OTTAWA, Nov. 10, 2015 (GLOBE NEWSWIRE) -- The federal, provincial, and territorial governments have a "once-in-a-generation opportunity to ensure Canada's retirement system meets the needs of current and future retirees," said Rob Stapleford, President of the Canadian Institute of Actuaries (CIA), the national voice of the actuarial profession in Canada.

"While the federal government certainly has a full agenda, pensions should, and indeed must, remain near the top of the to-do list," Mr. Stapleford said. "The pension stars have aligned for Prime Minister Trudeau—his political capital is high, provincial good will is strong, and federal leadership is needed," he added. "What's more, the Minister of Finance is a pension expert. This is as good as it gets."

Mr. Stapleford's comments accompany a recent CIA report entitled A Call to Timely Action: Meeting the Needs of Canada's Future Retirees, in which the CIA outlines the steps the federal and provincial governments should take to build a better retirement system for Canadians. The report also addresses the issue of Canada/Québec Pension Plan expansion.

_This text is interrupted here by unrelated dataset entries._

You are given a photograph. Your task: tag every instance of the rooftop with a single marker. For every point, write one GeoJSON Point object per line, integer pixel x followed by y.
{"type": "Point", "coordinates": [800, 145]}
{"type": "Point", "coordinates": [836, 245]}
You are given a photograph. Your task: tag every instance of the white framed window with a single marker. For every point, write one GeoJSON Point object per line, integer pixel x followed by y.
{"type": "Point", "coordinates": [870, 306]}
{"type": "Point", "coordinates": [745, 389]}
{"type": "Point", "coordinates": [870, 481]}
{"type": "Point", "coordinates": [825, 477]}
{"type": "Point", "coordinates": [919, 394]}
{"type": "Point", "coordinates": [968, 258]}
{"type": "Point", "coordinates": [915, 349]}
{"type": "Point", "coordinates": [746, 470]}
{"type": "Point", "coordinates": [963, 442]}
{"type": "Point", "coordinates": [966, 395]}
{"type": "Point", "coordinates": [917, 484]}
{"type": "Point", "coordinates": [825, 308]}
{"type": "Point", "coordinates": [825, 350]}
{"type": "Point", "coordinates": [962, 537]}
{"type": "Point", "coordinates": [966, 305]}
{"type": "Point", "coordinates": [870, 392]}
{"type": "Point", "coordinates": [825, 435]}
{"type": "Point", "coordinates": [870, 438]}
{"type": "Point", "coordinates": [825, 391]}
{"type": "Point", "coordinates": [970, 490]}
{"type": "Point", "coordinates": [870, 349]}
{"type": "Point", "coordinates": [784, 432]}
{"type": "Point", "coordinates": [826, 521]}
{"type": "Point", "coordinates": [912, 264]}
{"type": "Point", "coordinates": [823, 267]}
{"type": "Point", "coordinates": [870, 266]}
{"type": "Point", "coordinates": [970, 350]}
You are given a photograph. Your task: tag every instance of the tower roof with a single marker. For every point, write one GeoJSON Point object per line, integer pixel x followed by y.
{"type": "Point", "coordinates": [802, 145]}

The Canadian retirement system is at a crossroads due to a convergence of forces, including increased longevity, prolonged low interest rates, volatile equity markets, emergence of new types of pension plans such as shared risk/jointly-sponsored and target benefit plans, and a shift by many private defined benefit plans to a defined contribution model.

Indeed, the trouble Canadians face is a piecemeal and disjointed approach to pension plans, which, if unchanged, will lead to an unduly confusing and burdensome rearrangement of the Canadian pension system, and ultimately, an inefficient outcome.

The CIA report is the result of discussions with experienced industry experts, particularly those who have been involved for years in the design, administration, and funding of private and public pension plans.